Instead of seeing older workers staying on the job longer as the economy has worsened, the Social Security system is reporting a major surge in early retirement claims that could have implications for the financial security of millions of baby boomers.
Since the current federal fiscal year began Oct. 1, claims have been running 25% ahead of last year, compared with the 15% increase that had been projected as the post-World War II generation reaches eligibility for early retirement, according to Stephen C. Goss, chief actuary for the Social Security Administration.
Many of the additional retirements are probably laid-off workers who are claiming Social Security early, despite reduced benefits, because they are under immediate financial pressure, Goss and other analysts believe.
The numbers upend expectations that older Americans who sustained financial losses in the recession would work longer to rebuild their nest eggs. In a December poll sponsored by CareerBuilder, 60% of workers older than 60 said they planned to postpone retirement.
Goss said it remained unclear whether the uptick in retirements would accelerate or abate in the months ahead. But another wave of older workers may opt for early retirement when they exhaust unemployment benefits late this year or early in 2010, he noted.
The ramifications of the trend are profound for the new retirees, their families, the government and other social institutions that may be called upon to help support them.
On top of savings ravaged by the stock market decline and the loss of home equity, many retirees now must make do with Social Security benefits reduced by as much as 25% if they retire at age 62 instead of 66.
“When the recession ends and the economy bounces back, there may be a band of people for whom things will never be the same again. They’ll still be paying the price for 10, 20, 30 years down the road,” said Cristina Martin Firvida, director of economic security for AARP, the nation’s largest membership organization for people 50 and older.
For Herman Hilton, 66, of Jacksonville, Fla., a lean 6-foot-2 electrician with a bushy gray beard, the decision to lay down his pliers and screwdriver was born of frustration.
For at least the last 10 years, as he wired new buildings, he was looking toward retiring as soon as he hit 66 and qualified for full benefits. And last fall, like millions of other older workers, Hilton put his “golden years” plan on hold when his 401(k) lost more than a third of its value.
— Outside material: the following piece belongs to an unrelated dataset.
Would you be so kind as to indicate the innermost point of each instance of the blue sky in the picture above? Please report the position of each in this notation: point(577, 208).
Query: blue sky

Then last month, his life took another unwelcome turn: Hilton’s foreman pulled him aside to tell him that he was being laid off. For several weeks, Hilton collected unemployment insurance. But he soon decided to call it quits and file for Social Security.
“I can live on what I have,” Hilton said. “But it’s not what I planned on. I won’t have the comfort factor of as much of a safety cushion.”
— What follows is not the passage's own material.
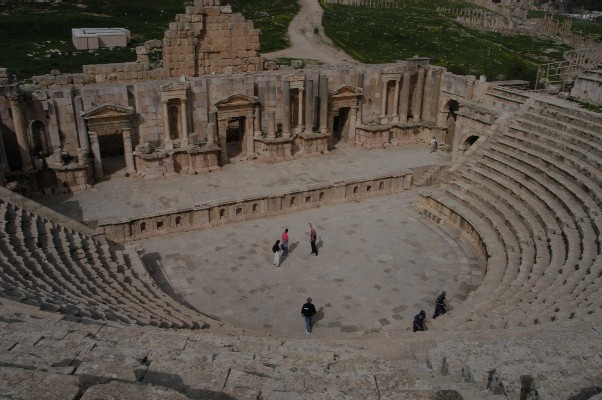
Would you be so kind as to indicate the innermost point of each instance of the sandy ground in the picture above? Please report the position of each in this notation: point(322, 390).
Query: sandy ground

That cushion is important. As Americans live longer, the elderly are increasingly at risk of outlasting their financial assets. That’s a serious problem for them and their families, who are often called upon to provide assistance.
Because benefits are reduced for people who retire early, the surge in retirements should not have any long-term effect on the solvency of the Social Security system, although it will probably add to the near-term budget deficits confronting the Obama administration, Social Security’s Goss said.
The full consequences of retirement decisions made in hard times will become apparent when people who retired early begin to exhaust their savings.
“As they get into their 70s and 80s, it will be increasingly inadequate,” said Alicia H. Munnell, director of the Center for Retirement Research at Boston College.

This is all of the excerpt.